Daha önceden de planlandığı gibi kabine üyeleri ve refakatçiler, saat 10.00’da salona teşrif ettiler. Dışişleri Bakan Yardımcısı Burhanettin Duran, basın mensupları ve panelistler de bu teşrifi onurlandıran katılımcılar arasındaydı. O gün ele alınacak konuların ehemmiyet ve ciddiyeti su götürmezdi, bundandır ki konuşmaların hemen öncesinde, seminerin ana teması olan “barış” ve “uzlaşma” üzerine parmak basarak bir o kadar da kıymetli mesajlar aktaran kısa bir video sunumu karşılamıştı bizi:
“Barış; düşmanların arasında yapılır, dostların değil.
Barış, dışarıdan gelmez. Eğer savaş insan icadı ise barış da bir o kadar öyledir.”
Hemen sonrasında Finlandiya’ya naklen yayın başlarken üniversitemizin Siyaset Bilimi ve Kamu Yönetimi Bölüm Başkanı Sayın H. Tolga Bölükbaşı; açılış konuşmasını yaparak programı arz ettiler. Ardından söz, Sayın Cumhurbaşkanı’na bırakıldı.
Katılımcılara olabildiğince ilgili fakat aynı zamanda makamının ciddiyetini taşıyan Stubb, konuşmasına ufak bir espri yaparak başladı. Ortamın anlaşılabilir gerginliğini hafifleten, telaşesini yumuşatan, ancak hâlâ görevinin ve bu “ana temaların” getirdiği ağırbaşlılığı koruyan bir eda taşıyordu. İlginçtir, belki de birçoğumuzun haberdar olmadığı bir bilgi ise Ekselansları’nın öncesinde, siyasi kariyerinin yanı sıra öğretim üyesi olarak College of Europe’ta ders vermiş olmasıydı. Tıklım tıklım olan salonu görünce de hâliyle bunu şakaya vurdu; dediğine göre kendisi, “derslerinin de bu kadar kalabalık olmasını” dilermiş.
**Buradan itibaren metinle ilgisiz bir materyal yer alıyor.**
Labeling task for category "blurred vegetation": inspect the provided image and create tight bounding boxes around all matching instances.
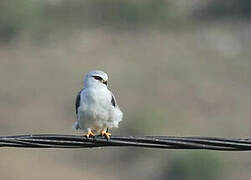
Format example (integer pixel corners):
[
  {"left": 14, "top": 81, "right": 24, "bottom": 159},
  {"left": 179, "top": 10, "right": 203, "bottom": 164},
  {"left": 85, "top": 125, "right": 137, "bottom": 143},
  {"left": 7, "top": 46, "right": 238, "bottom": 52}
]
[
  {"left": 194, "top": 0, "right": 251, "bottom": 19},
  {"left": 1, "top": 0, "right": 251, "bottom": 43},
  {"left": 164, "top": 152, "right": 221, "bottom": 180},
  {"left": 0, "top": 0, "right": 172, "bottom": 43}
]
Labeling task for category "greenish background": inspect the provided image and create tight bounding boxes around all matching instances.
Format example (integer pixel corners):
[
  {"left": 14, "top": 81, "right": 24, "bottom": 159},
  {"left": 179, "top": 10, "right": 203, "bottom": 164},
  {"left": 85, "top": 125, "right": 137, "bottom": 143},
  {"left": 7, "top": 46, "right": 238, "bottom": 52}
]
[{"left": 0, "top": 0, "right": 251, "bottom": 179}]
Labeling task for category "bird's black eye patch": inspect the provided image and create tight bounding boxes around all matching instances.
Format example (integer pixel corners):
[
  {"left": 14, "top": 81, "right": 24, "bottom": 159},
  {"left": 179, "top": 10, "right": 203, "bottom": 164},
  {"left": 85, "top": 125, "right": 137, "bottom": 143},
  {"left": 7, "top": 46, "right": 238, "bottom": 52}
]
[
  {"left": 92, "top": 75, "right": 103, "bottom": 81},
  {"left": 92, "top": 75, "right": 107, "bottom": 85}
]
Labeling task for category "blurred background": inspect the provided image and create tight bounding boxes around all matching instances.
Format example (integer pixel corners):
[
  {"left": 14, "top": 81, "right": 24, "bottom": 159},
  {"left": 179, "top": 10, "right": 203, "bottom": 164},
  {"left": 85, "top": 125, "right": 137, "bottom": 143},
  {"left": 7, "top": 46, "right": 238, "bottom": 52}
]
[{"left": 0, "top": 0, "right": 251, "bottom": 179}]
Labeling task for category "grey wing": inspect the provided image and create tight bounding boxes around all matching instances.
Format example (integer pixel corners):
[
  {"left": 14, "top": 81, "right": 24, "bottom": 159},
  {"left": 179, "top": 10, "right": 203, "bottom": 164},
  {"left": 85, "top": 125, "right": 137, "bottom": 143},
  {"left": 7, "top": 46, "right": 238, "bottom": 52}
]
[
  {"left": 110, "top": 91, "right": 118, "bottom": 107},
  {"left": 75, "top": 89, "right": 83, "bottom": 115}
]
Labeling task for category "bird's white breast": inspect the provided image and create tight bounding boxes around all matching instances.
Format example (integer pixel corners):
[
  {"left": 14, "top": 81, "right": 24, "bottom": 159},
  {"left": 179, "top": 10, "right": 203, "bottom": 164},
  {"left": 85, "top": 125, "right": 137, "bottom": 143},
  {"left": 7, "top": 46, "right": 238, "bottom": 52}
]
[{"left": 78, "top": 86, "right": 113, "bottom": 130}]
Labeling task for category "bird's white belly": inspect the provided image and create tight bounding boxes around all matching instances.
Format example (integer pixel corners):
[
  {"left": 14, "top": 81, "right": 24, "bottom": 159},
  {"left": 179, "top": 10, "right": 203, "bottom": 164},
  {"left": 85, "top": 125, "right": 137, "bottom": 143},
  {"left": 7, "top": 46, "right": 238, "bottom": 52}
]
[{"left": 78, "top": 88, "right": 112, "bottom": 131}]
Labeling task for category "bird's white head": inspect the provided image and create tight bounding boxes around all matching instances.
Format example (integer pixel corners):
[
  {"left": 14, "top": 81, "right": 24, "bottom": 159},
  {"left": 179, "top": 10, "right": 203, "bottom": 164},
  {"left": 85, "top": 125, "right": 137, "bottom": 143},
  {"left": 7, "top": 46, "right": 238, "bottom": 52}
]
[{"left": 83, "top": 70, "right": 108, "bottom": 88}]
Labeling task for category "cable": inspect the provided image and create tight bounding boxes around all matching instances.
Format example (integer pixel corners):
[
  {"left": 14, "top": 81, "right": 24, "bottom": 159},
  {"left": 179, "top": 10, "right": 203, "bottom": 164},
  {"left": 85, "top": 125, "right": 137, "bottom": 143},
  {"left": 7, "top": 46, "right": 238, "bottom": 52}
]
[{"left": 1, "top": 134, "right": 251, "bottom": 151}]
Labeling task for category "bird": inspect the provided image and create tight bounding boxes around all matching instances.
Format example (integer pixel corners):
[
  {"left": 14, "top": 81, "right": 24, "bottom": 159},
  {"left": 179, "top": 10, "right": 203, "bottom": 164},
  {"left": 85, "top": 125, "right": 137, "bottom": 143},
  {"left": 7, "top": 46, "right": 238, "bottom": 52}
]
[{"left": 73, "top": 70, "right": 123, "bottom": 139}]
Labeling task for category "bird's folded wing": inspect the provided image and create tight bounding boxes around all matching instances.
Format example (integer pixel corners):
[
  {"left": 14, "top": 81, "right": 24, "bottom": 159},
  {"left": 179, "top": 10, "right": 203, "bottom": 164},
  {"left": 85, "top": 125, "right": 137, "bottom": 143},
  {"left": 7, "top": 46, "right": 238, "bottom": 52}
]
[
  {"left": 75, "top": 89, "right": 83, "bottom": 114},
  {"left": 110, "top": 91, "right": 117, "bottom": 107}
]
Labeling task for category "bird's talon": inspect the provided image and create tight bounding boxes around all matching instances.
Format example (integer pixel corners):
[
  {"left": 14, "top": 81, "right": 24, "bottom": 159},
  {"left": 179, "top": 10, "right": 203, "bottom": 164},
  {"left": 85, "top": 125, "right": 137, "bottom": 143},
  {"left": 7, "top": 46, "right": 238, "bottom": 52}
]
[
  {"left": 101, "top": 130, "right": 111, "bottom": 139},
  {"left": 83, "top": 130, "right": 95, "bottom": 138}
]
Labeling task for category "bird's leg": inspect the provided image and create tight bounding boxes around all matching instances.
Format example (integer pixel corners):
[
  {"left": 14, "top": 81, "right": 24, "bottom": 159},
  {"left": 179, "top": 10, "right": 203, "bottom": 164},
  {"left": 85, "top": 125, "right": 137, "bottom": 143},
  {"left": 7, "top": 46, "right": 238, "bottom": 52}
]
[
  {"left": 101, "top": 129, "right": 111, "bottom": 139},
  {"left": 83, "top": 128, "right": 95, "bottom": 138}
]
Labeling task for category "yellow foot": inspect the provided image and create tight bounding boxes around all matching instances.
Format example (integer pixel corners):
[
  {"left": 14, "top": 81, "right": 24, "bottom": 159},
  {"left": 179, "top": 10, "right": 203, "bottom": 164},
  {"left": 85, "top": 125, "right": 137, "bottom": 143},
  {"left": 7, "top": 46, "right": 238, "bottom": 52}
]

Hepimiz pür dikkatle onu dinlerken bizi çok bekletmeyerek sözlerine başladı Stubb ancak ben, konuşmasını aktarmadan önce şu önemli noktanın altını çizmeyi gerekli görüyorum: Bu programın birden çok şeref konuğu, bir tane ise ilham kaynağı vardı, Martti Ahtisaari. Finlandiya’nın onuncu cumhurbaşkanı, Birleşmiş Milletler diplomatı, aynı zamanda Nobel Barış Ödülü sahibi ve, hepsinden öte, bir arabulucuydu Ahtisaari. Stubb, onu kendisi için bir “mentör”, günümüz politikasında durgun ve yaralı hâle gelmiş arabuluculuk için ise bir örnek olarak gördüğünü ifade etti. Finlandiya’nın eski cumhurbaşkanı, ömründen ayırdığı altmış yıl boyunca “barışı” ve uluslararası camiada uzlaşmacı davranmayı – tıpkı bir sanat icraa eder gibi – büyük bir incelik, özen ve bir o kadar da gerçekçi bir iyimserlikle politikasına aksettirmişti. Ahtisaari’nin 1937’de Rusya topraklarında başlayan hayatı, Kış Savaşı sırasında ailesiyle anayurtları Finlandiya’ya göçmesiyle birlikte gelecekte şekillenecek kesin anlamda barış yanlısı siyasi tutmunun mayasıydı aslında bakılırsa. Devinimli olarak çalışma ve diplomasiye hizmet etme görevinde olan Ahtisaari, tahmin de edilebileceği gibi, durmaksızın yurt dışına çıkıyormuş Stubb’un aktarımına göre; hatta bir gün onunla, Ankara Esenboğa Havalimanı’nda denk gelmeleri – çok da şaşılacak şey olmasa dahi – küçük bir serendipçe olarak hatırlanmış aralarında.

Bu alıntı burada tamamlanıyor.